CHICAGO -- As U.S. women's coach Tony DiCicco drew up his roster for the World Cup, he spent days going over every possible what-if.
What happens if the United States has to play a woman down? What happens if this player gets hurt? How about that one? Who plays in her place?Now DiCicco might have to use one of those disaster plans. Defender Kate Sobrero, who started all but one game she's played this season, has a sprained ankle and is questionable for tonight's game against Nigeria at Soldier Field.
"We've got some options," DiCicco said Wednesday. "The reserves are ready to step up."
Sobrero landed awkwardly on a bumpy practice field Wednesday after jumping to head a ball. She had to be carried off the field, but Dr. Mark Adams, the team doctor, didn't rule her out for tonight's game.
With more treatment Wednesday night and again today, her playing status depended on how she responded.
"It's a huge loss," forward Tiffeny Milbrett said of the possibility of Sobrero not playing. "Her experience, all the games she's played, is invaluable. (But) everyone's played so many times together. At any given time, I believe he (DiCicco) could take one player off and put another on and we'd be just as good."

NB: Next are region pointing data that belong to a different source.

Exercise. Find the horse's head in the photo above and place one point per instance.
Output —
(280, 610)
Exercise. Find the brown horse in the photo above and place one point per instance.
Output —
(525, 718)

It's not as if the U.S. reserves are scrubs. This isn't like high school, where the reserves sit on the bench, praying for just a few minutes of playing time so they'll get their varsity letter. These backups can play.
Shannon MacMillan and Tisha Venturini were starters on the 1996 Olympic team that won the gold medal. Many won at least one national championship in college.
And Milbrett, Mia Hamm and Julie Foudy weren't on the field the entire time as the United States went 15-2-1 in pre-World Cup matches. The reserves got plenty of minutes, and everyone on the roster started at least one game this season.
"I'm very confident whoever plays will do well," forward Cindy Parlow said. "That was one of the keys throughout the lead-up. We do have tremendous depth. All nine of our reserves can step up at any time."
If Sobrero can't go, Tiffany Roberts, Christie Pearce, Lorrie Fair or Sara Whalen are the likely replacements. Another option is a return to the 3-4-3 formation that the United States used for many years.
"We have options, based on the athleticism and speed of the Nigerians, that we can use," DiCicco said. "If we need to, we'll certainly reach into our athletic players to help out."
Having Sobrero is preferred. Though she's made only 27 appearances with the national team, compared with more than 100 for seven of the other starters, the 22-year-old plays like a veteran. She quickly worked her way into the starting lineup after being invited to the national team's training camp in January 1998.
One of the fastest, most physical players on the team, she excels at tracking down opponents who've managed to break free. In Saturday's 3-0 victory over Denmark, she had two impressive plays in front of the net, including one early in the game when it was still scoreless.
"Kate's been playing great and I'd feel badly if she's not able to play," DiCicco said. "She deserves the chance to continue playing in the World Cup and establishing herself as one of the best defenders in the world. And I think she's well on her way to doing that."